I think you have it just fine. But it doesn't have to be a notification
-- usually a controller itself requested the update and knows there was
a change. You can use that knowledge and have the model controller (the
document) immediately send either notifications or -update messages to
windows, or specific messages to views, which will usually result in
them requesting to have their contents re-freshed by whatever
controller is vending it to them.
But how does this work for the NSTableView? Can I set MyModel (which
provides an NSArray that is used to fill the table) to be the
datasource of
the NSTableView?
The message sent to table views (and outline views) is -reloadData. I
see we're getting more complex than just some single string.
Last question. My app also uses several NSDictionaries that are used to
setup the popup-buttons. The model uses data from the dictionary,
depending
on the selection in the popup-button the user made. Which class would
be
the most logical to own these NSDictionaries? At a later stage I want
to
implement user defined entries for the dictionaries.
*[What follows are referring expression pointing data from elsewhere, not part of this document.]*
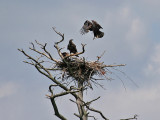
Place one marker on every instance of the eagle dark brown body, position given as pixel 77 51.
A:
pixel 72 47
pixel 94 27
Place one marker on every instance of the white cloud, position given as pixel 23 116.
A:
pixel 7 89
pixel 120 104
pixel 136 37
pixel 153 67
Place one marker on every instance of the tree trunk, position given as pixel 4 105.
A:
pixel 82 112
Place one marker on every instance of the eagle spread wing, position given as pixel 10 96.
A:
pixel 86 27
pixel 94 27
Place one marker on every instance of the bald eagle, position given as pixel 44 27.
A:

Hrm, not sure I understand this one clearly. Unless you are filling the
pop-ups programmatically and dynamically, wouldn't it be better to just
set them up in IB? Otherwise, if the dictionaries aren't part of the
model, then a view controller should own them, I believe. The rest
would be standard target-action stuff. The view should be very stupid
about anything but itself. It is there to present controls, but it
doesn't know what those controls mean, only how to report that the user
has interacted with them, and what state they are in. The view
controller retrieves that state information, and passes it onto the
document in a format more suitable to the model. Then the document
updates the model, because it knows the details of the model's
interface.
For single-window apps, this division of the controller into two layers
can be considered optional. Even if you don't make custom window
controllers, the document controller will, but you don't have to know
they are there. Your controls and views can talk directly to the
document. Because controllers are mostly just collections of methods,
with little or no state, the locations of those methods is partly a
matter of being organized, although changes to the view will
necessitate changes to the view controller, so it is good to have it
de-coupled from the document logic.
Brent Gulanowski email@hidden
--
If you paid a million monkeys to type on a million keyboards,
eventually they would produce the collected works of William Gates III.